In an action to recover damages based upon abuse of process, plaintiffs appeal from an order of the Supreme Court, Suffolk County (Lockman, J.), dated September 26, 1984, which granted the defendants’ motion to dismiss the complaint for failure to state a cause of action.
Order affirmed, with costs.
Plaintiffs commenced this action to recover damages for abuse of process. The process alleged to have been abused was the service of a summons and complaint on one Bartholomew J. Rebore, in a libel action instituted by defendants against him. Mr. Rebore is an attorney who, at the time the offending process 'was served, represented plaintiffs on a pro bono basis in their defense of another libel action brought against them by the defendants herein. Following the institution of the libel action against Mr. Rebore, upon defendants’ motion, he was disqualified from acting as counsel to plaintiffs, on the ground that, in light of his personal knowledge and involvement in the underlying matter, he would clearly be called as a witness, and, after consolidation of the two libel actions, he would become a party defendant. Plaintiffs now claim that defendants sued Mr. Rebore for the sole purpose of depriving them of their choice of counsel, thereby causing them to incur substantial legal fees.
Assuming the truth of the allegations set forth by plaintiffs, a cause of action for abuse of process has not been sufficiently pleaded. Three essential elements comprise the tort of abuse of process: "(1) regularly issued process, either civil or criminal, (2) an intent to do harm without excuse or justification, and (3) use of the process in a perverted manner to obtain a collateral objective” (Curiano v Suozzi, 63 NY2d 113, 116; Board of Educ. v Farmingdale Classroom Teachers Assn., 38 NY2d 397, 403). Relevant here is the plaintiffs’ failure to allege the first and third elements.
The process complained of must involve "an unlawful interference with one’s person or property” (Williams v Williams, 23 NY2d 592, 596). The only process issued in the action against Bartholomew J. Rebore was a summons and complaint, "the process necessary to obtain jurisdiction and begin *469the lawsuit[.] [TJhere was no unlawful interference with plaintiffs’ persons or property because the institution of a civil action by summons and complaint is not legally considered process capable of being abused” (Curiano v Suozzi, supra, at 116).

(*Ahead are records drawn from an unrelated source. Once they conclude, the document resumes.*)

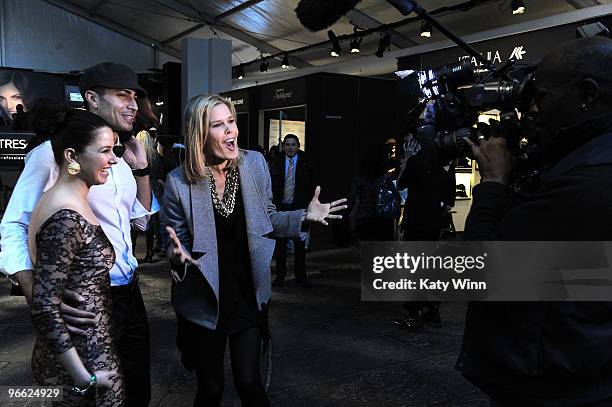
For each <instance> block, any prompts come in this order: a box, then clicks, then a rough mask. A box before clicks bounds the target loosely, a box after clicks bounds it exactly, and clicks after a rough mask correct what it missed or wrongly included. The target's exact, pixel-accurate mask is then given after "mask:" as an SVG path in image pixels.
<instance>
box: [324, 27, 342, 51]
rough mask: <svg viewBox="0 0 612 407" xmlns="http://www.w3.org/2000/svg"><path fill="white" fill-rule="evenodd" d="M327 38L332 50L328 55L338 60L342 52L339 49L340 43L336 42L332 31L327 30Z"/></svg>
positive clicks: (340, 50) (334, 37)
mask: <svg viewBox="0 0 612 407" xmlns="http://www.w3.org/2000/svg"><path fill="white" fill-rule="evenodd" d="M327 36H328V37H329V40H330V41H331V42H332V50H331V52H330V53H329V55H331V56H332V57H336V58H338V57H339V56H340V53H341V52H342V48H340V41H338V37H336V34H335V33H334V32H333V31H332V30H329V31H328V32H327Z"/></svg>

The disqualification of Mr. Rebore, which is essentially the detriment complained of, was obtained by defendants independent of the commencement of their action against Mr. Rebore. In addition to his status as a potential party defendant, he was also a material witness to the underlying events, which alone supported his disqualification. Thus, as service of the summons and complaint was entirely unnecessary to the attainment of the harm complained of, the complaint was properly dismissed. Lazer, J. P., Gibbons, Eiber and Kunzeman, JJ., concur.